3. The Thirsty Man. “After this, Jesus knowing that all things were now accomplished, that the scripture might be fulfilled, saith, I thirst”, John 19. 28, The phrase “knowing that all things were now accomplished” strongly suggests that the period of darkness and dereliction, to which the other evangelists refer, was now ended. The words also balance similar words recorded earlier in John’s narrative, referring to the time when Judas Iscariot brought the Lord’s enemies into Gethsemane, “Jesus therefore, knowing all things that should come upon him, went forth, and said unto them. Whom seek ye?”, 18. 4. How intensely solemn to learn that, as the Lord stood on the brink of the dreadful sufferings which lay before Him, He knew everything about them in advance. But now at last, everything was accomplished, and a final scripture awaited fulfilment. This was Psalm 69. 21, “They gave me also gall for my meat; and in my thirst they gave me vinegar to drink”. In order that men might fulfil that remaining detail, the Lord said “I thirst”. The awful intensity of that thirst is mentioned earlier in Psalm 69. 3, “I am weary of my crying: my throat is dried: mine eyes fail while I wait for my God”. The graphic words of a similarly prophetic psalm convey the same thought, “My strength is dried up like a potsherd; and my tongue cleaveth to my jaws; and thou hast brought me into the dust of death”, 22. 15.

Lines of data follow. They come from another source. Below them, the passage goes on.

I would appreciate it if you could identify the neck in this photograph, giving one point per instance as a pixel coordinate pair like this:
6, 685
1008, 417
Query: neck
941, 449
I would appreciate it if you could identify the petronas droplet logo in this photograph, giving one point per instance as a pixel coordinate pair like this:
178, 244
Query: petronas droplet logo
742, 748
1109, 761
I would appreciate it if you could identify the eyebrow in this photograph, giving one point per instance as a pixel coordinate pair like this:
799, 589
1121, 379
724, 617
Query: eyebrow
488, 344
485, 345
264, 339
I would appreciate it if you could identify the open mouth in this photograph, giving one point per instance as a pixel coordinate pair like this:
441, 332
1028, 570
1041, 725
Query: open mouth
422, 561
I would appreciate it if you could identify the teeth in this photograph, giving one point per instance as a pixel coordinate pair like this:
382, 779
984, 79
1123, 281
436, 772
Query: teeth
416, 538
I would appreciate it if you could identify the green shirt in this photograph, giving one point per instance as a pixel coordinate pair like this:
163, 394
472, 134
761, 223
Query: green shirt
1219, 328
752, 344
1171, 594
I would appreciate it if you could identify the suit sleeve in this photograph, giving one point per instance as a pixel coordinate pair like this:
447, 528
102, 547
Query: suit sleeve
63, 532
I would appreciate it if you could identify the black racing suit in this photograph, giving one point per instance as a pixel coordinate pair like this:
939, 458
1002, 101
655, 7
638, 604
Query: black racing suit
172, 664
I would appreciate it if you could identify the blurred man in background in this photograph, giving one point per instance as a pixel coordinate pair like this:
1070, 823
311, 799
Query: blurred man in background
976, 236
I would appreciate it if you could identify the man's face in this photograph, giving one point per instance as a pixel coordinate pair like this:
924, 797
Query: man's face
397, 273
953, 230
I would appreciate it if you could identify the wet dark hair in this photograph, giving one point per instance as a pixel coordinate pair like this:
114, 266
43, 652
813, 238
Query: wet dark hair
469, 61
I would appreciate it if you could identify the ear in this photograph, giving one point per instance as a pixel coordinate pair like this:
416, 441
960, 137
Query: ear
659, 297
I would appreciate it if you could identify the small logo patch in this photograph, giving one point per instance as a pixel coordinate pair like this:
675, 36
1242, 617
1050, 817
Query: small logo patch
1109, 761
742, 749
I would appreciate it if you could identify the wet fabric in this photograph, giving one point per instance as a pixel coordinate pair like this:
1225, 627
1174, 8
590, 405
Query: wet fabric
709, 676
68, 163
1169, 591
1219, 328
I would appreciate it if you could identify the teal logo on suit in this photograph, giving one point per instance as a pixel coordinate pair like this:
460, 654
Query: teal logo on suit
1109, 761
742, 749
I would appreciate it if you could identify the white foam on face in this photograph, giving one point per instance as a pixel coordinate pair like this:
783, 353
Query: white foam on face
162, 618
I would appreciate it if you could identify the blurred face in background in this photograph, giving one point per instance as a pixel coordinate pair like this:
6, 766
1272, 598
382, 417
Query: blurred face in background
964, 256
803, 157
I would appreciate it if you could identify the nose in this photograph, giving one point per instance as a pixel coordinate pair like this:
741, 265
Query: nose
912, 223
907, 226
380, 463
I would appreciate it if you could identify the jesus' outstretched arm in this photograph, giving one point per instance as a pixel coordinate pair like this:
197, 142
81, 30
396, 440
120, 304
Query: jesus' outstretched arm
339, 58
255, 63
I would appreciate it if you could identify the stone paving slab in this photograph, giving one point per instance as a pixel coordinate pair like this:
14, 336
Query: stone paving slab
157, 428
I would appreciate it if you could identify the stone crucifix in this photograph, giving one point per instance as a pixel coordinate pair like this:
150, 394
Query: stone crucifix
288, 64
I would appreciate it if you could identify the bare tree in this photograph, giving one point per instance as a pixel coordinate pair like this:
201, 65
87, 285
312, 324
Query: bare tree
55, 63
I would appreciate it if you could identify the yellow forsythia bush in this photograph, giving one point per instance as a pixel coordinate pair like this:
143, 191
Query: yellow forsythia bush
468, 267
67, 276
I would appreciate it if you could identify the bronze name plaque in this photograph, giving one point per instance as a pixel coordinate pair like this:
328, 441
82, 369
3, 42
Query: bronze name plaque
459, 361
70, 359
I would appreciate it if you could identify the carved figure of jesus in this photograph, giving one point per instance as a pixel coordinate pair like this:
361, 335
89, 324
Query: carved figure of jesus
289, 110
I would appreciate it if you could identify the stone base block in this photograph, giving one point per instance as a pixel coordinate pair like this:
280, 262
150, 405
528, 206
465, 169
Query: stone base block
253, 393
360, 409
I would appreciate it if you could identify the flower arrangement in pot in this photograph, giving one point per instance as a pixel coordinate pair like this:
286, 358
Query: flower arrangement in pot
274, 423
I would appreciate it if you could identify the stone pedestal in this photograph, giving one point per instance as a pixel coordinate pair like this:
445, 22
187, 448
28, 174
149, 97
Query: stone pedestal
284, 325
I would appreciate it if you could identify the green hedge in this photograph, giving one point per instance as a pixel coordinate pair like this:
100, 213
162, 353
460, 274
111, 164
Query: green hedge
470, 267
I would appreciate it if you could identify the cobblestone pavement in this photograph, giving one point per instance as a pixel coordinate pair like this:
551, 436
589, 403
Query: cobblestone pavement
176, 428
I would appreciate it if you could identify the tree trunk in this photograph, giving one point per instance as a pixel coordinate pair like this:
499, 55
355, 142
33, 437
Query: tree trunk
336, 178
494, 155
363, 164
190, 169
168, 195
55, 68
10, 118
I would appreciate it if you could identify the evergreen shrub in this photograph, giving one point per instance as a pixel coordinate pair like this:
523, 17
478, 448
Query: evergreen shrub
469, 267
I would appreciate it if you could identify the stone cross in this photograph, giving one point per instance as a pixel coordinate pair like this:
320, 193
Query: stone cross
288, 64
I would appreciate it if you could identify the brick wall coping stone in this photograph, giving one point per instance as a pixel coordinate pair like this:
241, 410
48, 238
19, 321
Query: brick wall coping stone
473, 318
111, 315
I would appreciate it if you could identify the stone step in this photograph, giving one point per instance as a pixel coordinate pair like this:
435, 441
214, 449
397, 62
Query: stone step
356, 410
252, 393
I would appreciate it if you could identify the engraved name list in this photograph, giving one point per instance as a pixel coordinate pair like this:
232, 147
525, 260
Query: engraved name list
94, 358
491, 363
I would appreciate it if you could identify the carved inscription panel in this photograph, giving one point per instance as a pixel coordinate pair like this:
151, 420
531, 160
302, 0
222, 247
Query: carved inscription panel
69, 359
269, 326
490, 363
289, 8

It is striking to see that the Lord’s first recorded act towards men in this Gospel is that He gave them wine to drink, whilst men’s last recorded act towards the Lord was that they gave Him vinegar to drink. The vessels full of water which became wine at Cana tell out the fulness of divine love, whilst the vessel full of vinegar at Golgotha tells out the fulness of human hatred. He had refused the stupefying draught referred to in Matthew 27. 34, but He received the vinegar.

4. The Triumphant Man. "When Jesus therefore had received the vinegar, he said, It is finished: and he bowed his head, and gave up the ghost”, John 19. 30. The word here rendered “finished'1'’ is the same used in verse 28, “accomplished”. W. E. Vine quotes a writer, who commented that “the word was in his heart before He uttered it”. The word has other shades of meaning as its use in other New Testament passages makes clear, “And when they had performed all things according to the law of the Lord, they returned into Galilee”, Luke 2. 39; “And when they were come to Capernaum, they that received tribute money came to Peter, and said, Doth not your master pay tribute?”, Matt. 17. 24. The words performed and pay translate the same Greek word rendered finished and accomplished in John 19. The work was finished, the task was performed, the mission was accomplished, and the price was paid. The Lord’s words certainly indicate relief that His mighty undertaking was thoroughly completed, and joy that at last His moment of departure had arrived. Now He was ready to go to paradise, where the repentant thief would join Him very soon.